Online lessons and especially tutorials, are perfect for specific, well structured projects, however, do not do well with organic techniques which depend on the artistry of the teacher.  


In a live class, advanced students might suffer from boredom, especially when the teacher insists in conducting a more structured class. A class offering a loose or organic technique might be too undefined for beginners, and a structured class might be too boring for the advanced student. An online tutorial offers, then, a slight advantage: since most online learners work independently, they can experiment many times with the same project and adapt it to their own personal style. 

Keep in mind that, once again, this applies to slightly more advanced users who is more adaptable at trying new things.  


Online learning requires, without a doubt, a great deal of self motivation.  Students must be willing to tackle a project on their own, without any hand holding. A live class is more suitable for a person who goes with the flow – the pressure of the other students and of the teacher usually helps them to get the project done.  

Cost and Time 

This is probably the biggest advantage online learning has over any other type of learning. Online tutorials and ebooks range from $5 to $20, which is only a fraction of the cost of a live class, especially when a reputable teacher is involved. The cost of alive class can go beyond teacher’s fees: travel and lodging are usually required, along with taking time from one’s schedule. Another advantage of online lessons is the delivery time: an avid student can download a lesson in 5 minutes and get instant gratification on learning a new technique.   

Bonding and Fun  

Arguably one of the greatest advantages of a live class: bonding with other students, comparing and sharing results, and in many cases, just plain hanging out after class. Conferences are the best example of why people take live classes, where they can mingle among friends and hangout with their favorite artists. Online lessons also allow for bonding, such as posting results into favorite website galleries or groups, but it is more of a day to day routine compared to the live class, which can be a “special event”. 

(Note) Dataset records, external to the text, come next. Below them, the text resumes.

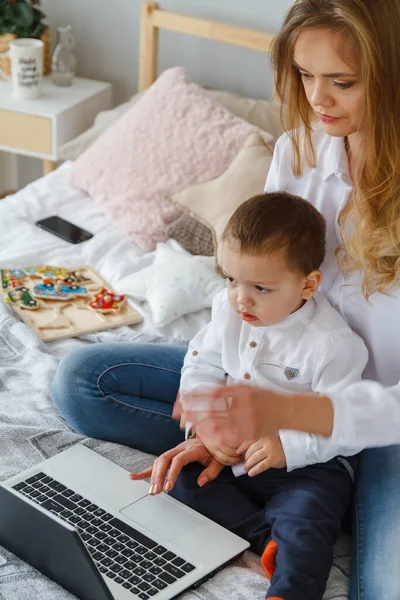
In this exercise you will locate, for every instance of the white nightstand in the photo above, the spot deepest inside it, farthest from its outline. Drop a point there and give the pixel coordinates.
(39, 127)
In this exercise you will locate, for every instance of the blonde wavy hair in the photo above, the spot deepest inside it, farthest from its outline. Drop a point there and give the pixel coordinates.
(370, 224)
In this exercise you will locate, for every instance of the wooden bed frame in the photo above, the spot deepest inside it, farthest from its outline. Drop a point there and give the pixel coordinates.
(153, 19)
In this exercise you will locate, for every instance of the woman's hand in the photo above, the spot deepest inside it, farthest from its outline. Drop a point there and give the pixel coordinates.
(231, 414)
(262, 454)
(165, 470)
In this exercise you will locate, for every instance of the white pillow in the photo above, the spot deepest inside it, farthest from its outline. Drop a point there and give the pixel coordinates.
(177, 283)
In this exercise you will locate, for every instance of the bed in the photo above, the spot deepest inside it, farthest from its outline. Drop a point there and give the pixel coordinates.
(30, 428)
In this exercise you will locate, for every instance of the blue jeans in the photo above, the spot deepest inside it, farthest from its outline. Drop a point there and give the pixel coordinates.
(125, 392)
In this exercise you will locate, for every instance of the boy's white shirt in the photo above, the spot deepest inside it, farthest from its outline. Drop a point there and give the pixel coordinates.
(312, 350)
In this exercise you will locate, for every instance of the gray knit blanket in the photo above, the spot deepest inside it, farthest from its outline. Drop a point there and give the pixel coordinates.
(32, 430)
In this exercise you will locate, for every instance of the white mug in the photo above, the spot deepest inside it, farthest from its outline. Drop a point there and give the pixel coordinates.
(26, 55)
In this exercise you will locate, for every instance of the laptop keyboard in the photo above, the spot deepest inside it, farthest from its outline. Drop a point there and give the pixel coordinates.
(122, 553)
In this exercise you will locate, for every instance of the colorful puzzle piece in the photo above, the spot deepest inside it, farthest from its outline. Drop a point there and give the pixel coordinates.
(106, 301)
(58, 290)
(23, 298)
(12, 278)
(5, 278)
(51, 271)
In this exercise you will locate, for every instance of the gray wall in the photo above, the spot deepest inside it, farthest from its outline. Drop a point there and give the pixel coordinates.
(107, 34)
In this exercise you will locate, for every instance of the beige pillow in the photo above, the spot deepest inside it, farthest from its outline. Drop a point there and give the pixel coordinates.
(192, 234)
(261, 113)
(215, 201)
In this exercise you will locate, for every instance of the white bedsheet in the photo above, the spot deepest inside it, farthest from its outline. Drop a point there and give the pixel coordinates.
(22, 243)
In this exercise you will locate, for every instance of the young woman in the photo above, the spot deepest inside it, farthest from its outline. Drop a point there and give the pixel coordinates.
(336, 62)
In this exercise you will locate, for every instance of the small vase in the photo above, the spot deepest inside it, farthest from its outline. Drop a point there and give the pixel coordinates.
(64, 61)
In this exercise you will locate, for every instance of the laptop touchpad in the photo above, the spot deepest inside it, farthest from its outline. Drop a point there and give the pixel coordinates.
(161, 516)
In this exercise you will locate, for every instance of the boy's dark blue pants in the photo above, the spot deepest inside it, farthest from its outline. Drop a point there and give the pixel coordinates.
(296, 515)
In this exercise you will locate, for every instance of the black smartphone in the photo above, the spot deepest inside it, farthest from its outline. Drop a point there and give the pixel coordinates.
(64, 229)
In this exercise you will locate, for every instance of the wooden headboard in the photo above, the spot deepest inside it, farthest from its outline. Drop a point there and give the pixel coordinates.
(153, 19)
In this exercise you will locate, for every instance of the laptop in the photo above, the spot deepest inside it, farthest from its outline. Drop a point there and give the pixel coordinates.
(80, 520)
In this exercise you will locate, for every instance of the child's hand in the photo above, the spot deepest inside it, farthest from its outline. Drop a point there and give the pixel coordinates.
(262, 454)
(225, 455)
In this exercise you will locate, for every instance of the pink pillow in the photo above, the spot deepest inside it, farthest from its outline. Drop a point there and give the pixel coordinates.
(173, 138)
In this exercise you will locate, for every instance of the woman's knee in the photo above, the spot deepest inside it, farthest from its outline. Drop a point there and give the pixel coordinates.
(376, 557)
(66, 385)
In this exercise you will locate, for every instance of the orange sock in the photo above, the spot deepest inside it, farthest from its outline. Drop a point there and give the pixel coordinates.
(268, 558)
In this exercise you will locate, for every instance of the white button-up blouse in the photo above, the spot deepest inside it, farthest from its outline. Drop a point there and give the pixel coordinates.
(367, 413)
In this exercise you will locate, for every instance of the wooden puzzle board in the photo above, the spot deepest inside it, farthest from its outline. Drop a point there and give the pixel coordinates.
(58, 319)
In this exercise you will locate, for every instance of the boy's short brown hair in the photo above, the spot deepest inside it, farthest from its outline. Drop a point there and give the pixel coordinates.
(270, 222)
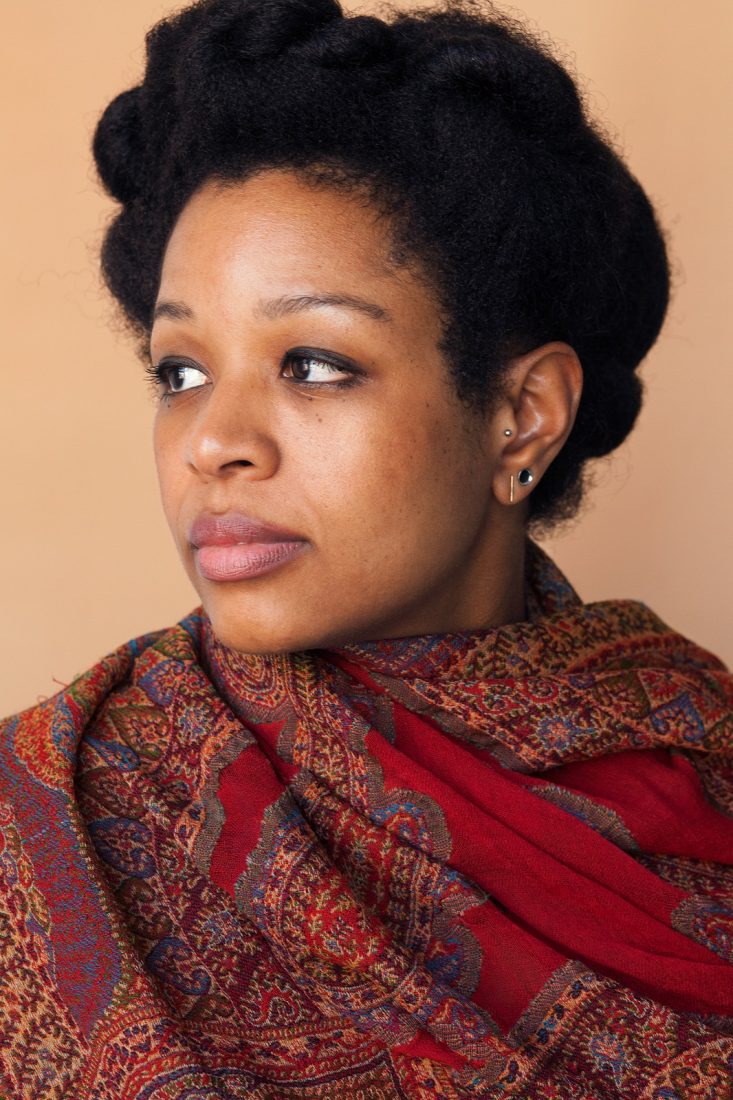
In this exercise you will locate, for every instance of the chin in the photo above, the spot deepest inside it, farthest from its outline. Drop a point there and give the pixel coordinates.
(242, 630)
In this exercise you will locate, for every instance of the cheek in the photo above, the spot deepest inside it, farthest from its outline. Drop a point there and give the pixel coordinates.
(168, 470)
(398, 480)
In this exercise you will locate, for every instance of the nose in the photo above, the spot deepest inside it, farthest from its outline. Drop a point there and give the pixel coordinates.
(232, 433)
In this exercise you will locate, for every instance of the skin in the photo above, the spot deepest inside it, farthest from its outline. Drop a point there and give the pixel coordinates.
(401, 492)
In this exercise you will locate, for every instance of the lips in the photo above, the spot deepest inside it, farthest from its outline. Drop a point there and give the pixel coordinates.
(234, 547)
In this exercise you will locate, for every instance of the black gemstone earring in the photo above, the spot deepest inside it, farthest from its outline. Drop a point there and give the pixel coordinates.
(525, 477)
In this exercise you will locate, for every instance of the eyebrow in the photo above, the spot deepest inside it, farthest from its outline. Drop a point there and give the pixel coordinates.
(274, 308)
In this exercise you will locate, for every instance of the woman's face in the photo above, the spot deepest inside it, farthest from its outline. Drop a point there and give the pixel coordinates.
(321, 481)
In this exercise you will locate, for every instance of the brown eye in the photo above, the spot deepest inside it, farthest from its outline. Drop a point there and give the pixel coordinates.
(315, 370)
(176, 377)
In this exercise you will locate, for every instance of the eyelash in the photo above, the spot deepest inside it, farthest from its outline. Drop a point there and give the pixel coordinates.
(160, 374)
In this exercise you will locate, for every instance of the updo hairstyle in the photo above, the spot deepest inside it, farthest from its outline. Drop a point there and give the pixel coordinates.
(456, 124)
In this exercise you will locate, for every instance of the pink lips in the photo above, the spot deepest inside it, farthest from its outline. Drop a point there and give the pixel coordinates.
(233, 547)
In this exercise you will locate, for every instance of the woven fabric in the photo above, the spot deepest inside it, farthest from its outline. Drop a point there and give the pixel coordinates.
(487, 865)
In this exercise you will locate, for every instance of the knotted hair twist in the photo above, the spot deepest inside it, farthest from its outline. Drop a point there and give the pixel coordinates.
(463, 130)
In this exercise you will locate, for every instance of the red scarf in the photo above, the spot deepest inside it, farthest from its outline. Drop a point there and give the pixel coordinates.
(496, 864)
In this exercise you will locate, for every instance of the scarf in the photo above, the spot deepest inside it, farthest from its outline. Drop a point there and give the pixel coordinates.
(495, 864)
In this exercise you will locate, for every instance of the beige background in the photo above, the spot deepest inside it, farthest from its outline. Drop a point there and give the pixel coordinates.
(86, 559)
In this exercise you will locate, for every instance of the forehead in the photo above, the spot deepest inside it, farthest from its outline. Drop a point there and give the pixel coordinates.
(281, 226)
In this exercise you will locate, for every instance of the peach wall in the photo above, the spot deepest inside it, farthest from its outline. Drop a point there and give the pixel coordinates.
(86, 558)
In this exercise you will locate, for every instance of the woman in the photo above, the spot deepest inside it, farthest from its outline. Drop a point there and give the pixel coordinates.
(394, 813)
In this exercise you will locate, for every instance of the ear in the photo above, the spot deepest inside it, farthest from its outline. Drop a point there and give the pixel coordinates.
(539, 405)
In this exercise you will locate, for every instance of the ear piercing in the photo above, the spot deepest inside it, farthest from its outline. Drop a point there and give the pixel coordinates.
(525, 476)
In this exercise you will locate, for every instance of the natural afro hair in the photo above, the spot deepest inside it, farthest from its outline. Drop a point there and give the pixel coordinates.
(458, 124)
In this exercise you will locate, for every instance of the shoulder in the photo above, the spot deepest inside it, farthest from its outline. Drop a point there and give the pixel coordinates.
(37, 746)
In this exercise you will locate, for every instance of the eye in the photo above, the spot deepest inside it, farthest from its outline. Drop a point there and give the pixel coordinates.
(177, 376)
(314, 370)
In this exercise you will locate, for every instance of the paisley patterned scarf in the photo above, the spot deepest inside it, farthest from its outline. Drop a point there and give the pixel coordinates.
(487, 865)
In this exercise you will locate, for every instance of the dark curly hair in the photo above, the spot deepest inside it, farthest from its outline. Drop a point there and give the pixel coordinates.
(456, 123)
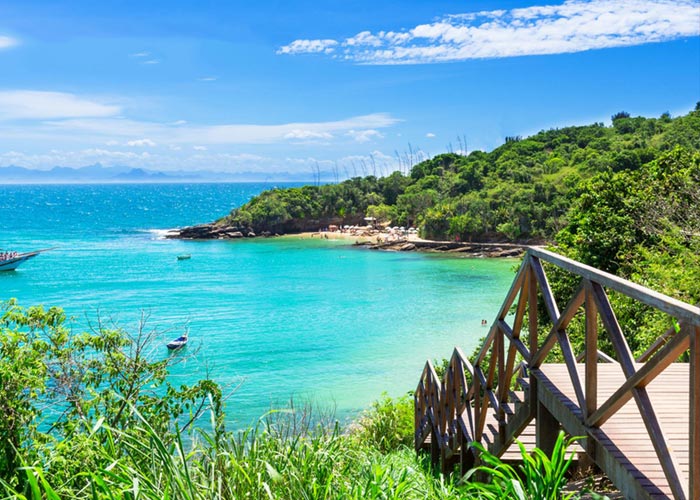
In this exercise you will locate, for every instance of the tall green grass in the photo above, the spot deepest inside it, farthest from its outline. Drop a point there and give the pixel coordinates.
(285, 456)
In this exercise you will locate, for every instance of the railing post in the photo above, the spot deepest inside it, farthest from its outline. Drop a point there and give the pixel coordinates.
(546, 429)
(499, 349)
(532, 334)
(591, 364)
(694, 455)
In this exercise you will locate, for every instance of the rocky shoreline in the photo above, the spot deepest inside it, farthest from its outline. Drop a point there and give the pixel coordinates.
(454, 247)
(214, 231)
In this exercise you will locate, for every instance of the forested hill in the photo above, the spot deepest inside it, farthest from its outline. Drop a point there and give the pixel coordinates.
(520, 191)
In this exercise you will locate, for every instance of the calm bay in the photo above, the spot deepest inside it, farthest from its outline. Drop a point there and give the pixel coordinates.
(274, 318)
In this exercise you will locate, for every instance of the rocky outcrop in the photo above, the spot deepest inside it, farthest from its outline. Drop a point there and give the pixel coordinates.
(472, 249)
(211, 231)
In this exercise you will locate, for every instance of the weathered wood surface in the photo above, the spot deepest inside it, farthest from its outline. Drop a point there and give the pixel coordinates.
(639, 419)
(624, 435)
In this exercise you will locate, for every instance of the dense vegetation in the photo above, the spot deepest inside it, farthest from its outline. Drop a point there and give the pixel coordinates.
(89, 416)
(92, 415)
(521, 190)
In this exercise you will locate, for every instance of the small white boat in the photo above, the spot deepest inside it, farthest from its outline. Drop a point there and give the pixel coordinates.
(178, 342)
(9, 261)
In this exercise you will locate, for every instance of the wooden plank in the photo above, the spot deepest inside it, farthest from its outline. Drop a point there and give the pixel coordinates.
(547, 296)
(591, 353)
(522, 306)
(674, 307)
(694, 417)
(570, 361)
(679, 486)
(514, 288)
(560, 323)
(516, 342)
(667, 355)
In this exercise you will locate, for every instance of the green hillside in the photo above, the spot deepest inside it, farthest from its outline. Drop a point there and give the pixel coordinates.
(520, 191)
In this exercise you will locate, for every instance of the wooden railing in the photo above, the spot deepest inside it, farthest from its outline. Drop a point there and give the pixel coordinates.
(492, 399)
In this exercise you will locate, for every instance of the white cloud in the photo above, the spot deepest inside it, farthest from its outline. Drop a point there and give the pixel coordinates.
(305, 135)
(33, 104)
(6, 42)
(141, 143)
(308, 47)
(573, 26)
(364, 135)
(61, 118)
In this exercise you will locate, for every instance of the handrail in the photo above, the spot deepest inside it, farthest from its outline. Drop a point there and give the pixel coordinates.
(472, 394)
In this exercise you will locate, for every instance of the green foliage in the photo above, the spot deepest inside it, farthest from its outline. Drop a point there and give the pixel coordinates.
(388, 424)
(521, 190)
(539, 477)
(58, 386)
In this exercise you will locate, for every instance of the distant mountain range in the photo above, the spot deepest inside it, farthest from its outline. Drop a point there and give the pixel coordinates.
(123, 174)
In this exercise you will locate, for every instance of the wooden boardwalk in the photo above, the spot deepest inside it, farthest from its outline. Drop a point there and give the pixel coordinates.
(638, 419)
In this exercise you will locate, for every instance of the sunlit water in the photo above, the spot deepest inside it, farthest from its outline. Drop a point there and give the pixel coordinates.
(276, 318)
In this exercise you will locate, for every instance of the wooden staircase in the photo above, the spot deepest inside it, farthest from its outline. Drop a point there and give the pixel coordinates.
(638, 419)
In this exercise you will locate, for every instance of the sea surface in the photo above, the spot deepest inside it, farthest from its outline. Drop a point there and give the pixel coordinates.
(270, 319)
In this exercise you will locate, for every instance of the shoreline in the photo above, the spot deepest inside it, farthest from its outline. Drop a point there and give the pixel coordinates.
(371, 239)
(379, 241)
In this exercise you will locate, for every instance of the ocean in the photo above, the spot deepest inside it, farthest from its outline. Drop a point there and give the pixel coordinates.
(317, 321)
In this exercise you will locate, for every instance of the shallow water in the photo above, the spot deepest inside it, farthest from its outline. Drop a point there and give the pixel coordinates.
(276, 318)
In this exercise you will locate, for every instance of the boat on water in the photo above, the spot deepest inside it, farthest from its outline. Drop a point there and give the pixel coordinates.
(178, 342)
(9, 261)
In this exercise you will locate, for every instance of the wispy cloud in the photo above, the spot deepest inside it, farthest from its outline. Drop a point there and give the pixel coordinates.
(141, 143)
(365, 135)
(574, 26)
(34, 104)
(6, 42)
(60, 118)
(309, 47)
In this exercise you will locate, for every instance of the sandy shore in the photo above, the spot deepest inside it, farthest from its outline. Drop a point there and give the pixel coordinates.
(359, 237)
(390, 242)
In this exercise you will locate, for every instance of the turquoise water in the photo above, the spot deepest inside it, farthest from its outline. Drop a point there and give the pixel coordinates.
(273, 318)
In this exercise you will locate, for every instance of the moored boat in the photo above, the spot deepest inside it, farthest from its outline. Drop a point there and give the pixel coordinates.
(9, 261)
(178, 342)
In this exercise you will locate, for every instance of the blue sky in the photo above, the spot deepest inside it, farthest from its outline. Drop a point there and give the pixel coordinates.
(273, 86)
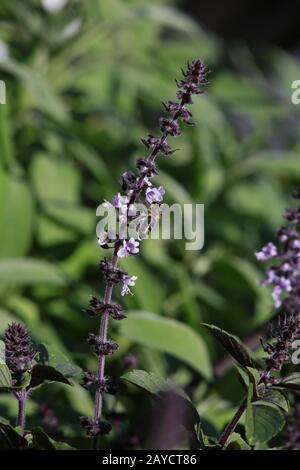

Online bonding takes longer, but is many times as solid as with live classroom friends.   


What can we conclude from this list? Live classes, broadly and generally speaking, are clearly suitable for beginners, where a lot of hand holding, motivation and demonstration is required. Beginner students may benefit from a structured class where they leave with a project they produced and are more likely to RETURN if the piece produced is beautiful to them.   

Advanced students may suffer from a bit of frustration with the slow pace of a live class, even in advanced projects, but might enjoy the bonding andthe feeling of participating in an event. However, when it comes tolearning or acquiring a new technique quickly, online learning allows students fast access and the possibility to attempt variations on their own, without the pressure of having to follow exact steps with other students. 

Of course, this is a very broad generalization, however, it comes as no surprise that the most sought out online tutorials are those which offer a unique and perhaps advanced structured projects or techniques.